Cara de piedra
De cómo reaccionar ante dos soldados encargados de anunciar la muerte en combate de un familiar. Sin disparar un solo tiro en todo su metraje, El mensajero golpea duro y consigue covertirse en una de las películas más descarnadas sobre la Guerra en Irak.
Niña mimada de los festivales desde el Oso de Plata al mejor guión en la última Berlinale, nominada a dos Oscars y ganadora de ocho premios durante la temporada 2009/10, El mensajeroes otro exponente de esa inmolación comercial que son las películas sobre el actual conflicto bélico en Irak. Revisionismo crítico en tiempo real, la primera ola se inició algunos años atrás con la excelente y olvidada La Conspiración(In the valley of Elah) y con el desquicio de Redacted, mientras Kathryn Bigelow abrió la segunda camada con su Vivir al límite, seguida bien de cerca por Paul Greengrass con la aquí directo a DVD Ciudad de las tormentas y un poco más atrás por El mensajero.

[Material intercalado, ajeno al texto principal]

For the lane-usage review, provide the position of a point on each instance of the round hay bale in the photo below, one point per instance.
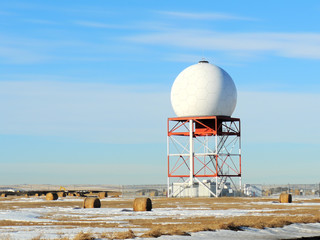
(61, 194)
(142, 204)
(51, 196)
(154, 193)
(285, 198)
(91, 202)
(102, 195)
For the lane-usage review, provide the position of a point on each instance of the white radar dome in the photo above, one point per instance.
(203, 89)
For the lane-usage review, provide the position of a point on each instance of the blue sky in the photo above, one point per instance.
(85, 86)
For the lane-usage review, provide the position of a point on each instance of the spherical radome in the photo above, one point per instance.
(203, 89)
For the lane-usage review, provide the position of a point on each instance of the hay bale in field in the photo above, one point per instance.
(285, 198)
(154, 193)
(102, 195)
(51, 196)
(61, 194)
(91, 202)
(142, 204)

Tanto aquellas dos como estas tres tienen en común una narración centrada no tanto en el núcleo del conflicto armado como en sus márgenes -la locura, la desilusión, la miseria humana maximizada-, y funcionan también como anverso y reverso del sentido colateral de la guerra: el soldado de Matt Damon chocándose de frente contra la pantomima diplomática con forma de armas inexistentes, Tommy Lee Jones y su Hank cayendo a cuenta del patriotismo impostado que pregonan los gobernantes, la alineación de Jeremy Renner ante la inminencia de la muerte o la deshumanización absoluta de la cuadrilla de Brian De Palma son apenas eslabones de una larga cadena de irregularidades y negligencias, cuyo punto final está en las miles de muertes que aumentan a pasos agigantados desde marzo de 2003. Es justamente esa etapa la que aborda la ópera prima coescrita y dirigida por Oren Moverman.

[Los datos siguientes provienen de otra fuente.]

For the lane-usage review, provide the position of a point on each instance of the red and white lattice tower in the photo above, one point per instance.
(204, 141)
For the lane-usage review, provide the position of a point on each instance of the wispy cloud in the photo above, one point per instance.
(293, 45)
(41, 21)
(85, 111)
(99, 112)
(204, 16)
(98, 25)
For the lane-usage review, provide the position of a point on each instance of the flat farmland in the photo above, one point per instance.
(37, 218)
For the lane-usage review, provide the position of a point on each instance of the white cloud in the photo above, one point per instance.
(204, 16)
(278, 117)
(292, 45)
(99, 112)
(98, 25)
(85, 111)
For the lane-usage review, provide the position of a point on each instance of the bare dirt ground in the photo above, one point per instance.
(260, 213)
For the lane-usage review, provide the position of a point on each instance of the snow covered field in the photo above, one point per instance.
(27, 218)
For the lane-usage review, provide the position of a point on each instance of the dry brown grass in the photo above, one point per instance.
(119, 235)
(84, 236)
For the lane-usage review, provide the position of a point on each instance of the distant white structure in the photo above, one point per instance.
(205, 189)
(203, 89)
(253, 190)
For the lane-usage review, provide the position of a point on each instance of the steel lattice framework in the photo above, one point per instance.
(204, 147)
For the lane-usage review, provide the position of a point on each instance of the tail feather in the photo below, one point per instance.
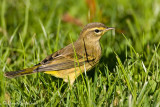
(26, 71)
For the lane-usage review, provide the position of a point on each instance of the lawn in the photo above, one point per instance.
(128, 73)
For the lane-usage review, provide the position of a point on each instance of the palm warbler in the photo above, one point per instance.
(72, 60)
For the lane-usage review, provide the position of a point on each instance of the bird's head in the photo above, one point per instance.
(94, 31)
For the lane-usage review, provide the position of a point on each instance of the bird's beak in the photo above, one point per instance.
(109, 28)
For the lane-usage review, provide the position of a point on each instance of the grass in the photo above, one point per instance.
(128, 73)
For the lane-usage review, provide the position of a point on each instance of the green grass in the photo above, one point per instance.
(128, 73)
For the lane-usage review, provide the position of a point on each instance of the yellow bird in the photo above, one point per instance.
(72, 60)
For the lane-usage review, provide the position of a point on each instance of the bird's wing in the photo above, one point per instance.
(58, 62)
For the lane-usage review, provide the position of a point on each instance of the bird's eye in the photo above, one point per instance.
(97, 31)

Veterano de combate del ejército israelíy uno de los guionistas de la biografía de Bob Dylan I’m not there, Moverman cuenta la historia del Sargento Will Montgomery (Ben Foster), flamante incorporación a la unidad de mensajeros de las Fuerzas Armadas norteamericanas, cuya tarea es tanto o más dolorosa que la lucha armada. O quizás peor, porque si en aquella priman los tiros, la adrenalina, la latencia de la muerte corporizada en los susurros de las balas; aquí la acción se limita al anuncio de la pérdida de un hijo o un marido a los padres y esposas: puro sedimento para el alma, un largo encadenado de sin sabores que deben pasar por dentro ante la imposibilidad reglamentaria de un abrazo de consuelo. El Capitán Tony Stone, superior inmediato y compañero de viajes del novato, tiene aceitado el mecanismo y procede no con desdén ni desidia, pero sí con la pulcritud monocorde del oficio, como un parlante autómata que soporta estoico los escupitajos e insultos.

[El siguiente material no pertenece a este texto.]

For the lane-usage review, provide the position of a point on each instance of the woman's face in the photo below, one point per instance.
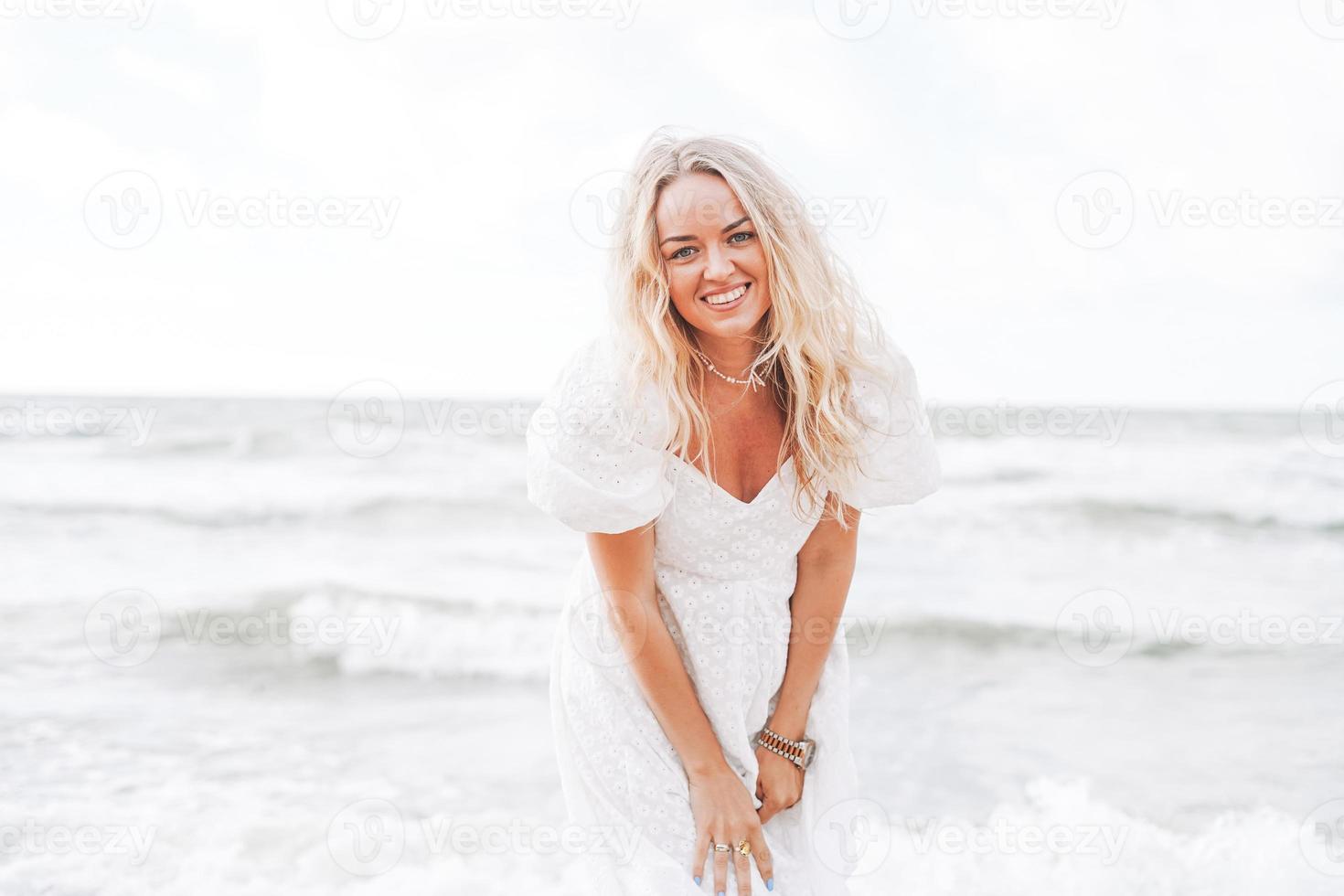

“Estacionamos el auto lejos para evitarles la tortura de ver a dos oficiales bajando”, le explica al discípulo un enorme Woody Harrelson. Resulta curioso verlo así, quieto, calmo, acorsetado en su propia fajina, a la vez tan lejos del histrionismo y desmesura gestual del Charlie Frost de 2012 y el Tallahassee de Tierra de Zombies pero tan cerca en su grado de locura. Porque Tony Stone es un león domado por la burocracia, tiene la locura apaciguada, como si el tiempo incrementará la aparente despersonalización de su trabajo. Es en esa faceta donde El mensajero adquiere peso propio. Donde imperaba la tentación de explicaciones y justificaciones, Moverman articula un tour de force emocional cuyo destino es tan concreto como dificultoso su arribo. El consuelo mutuo con una reciente viuda (Samantha Morton), la frialdad de las disculpas de quienes los reciben a escupitajos, la catarsis y la lenta pero simbiótica relación que se establece entre ambos serán apenas paliativos para una herida incurable.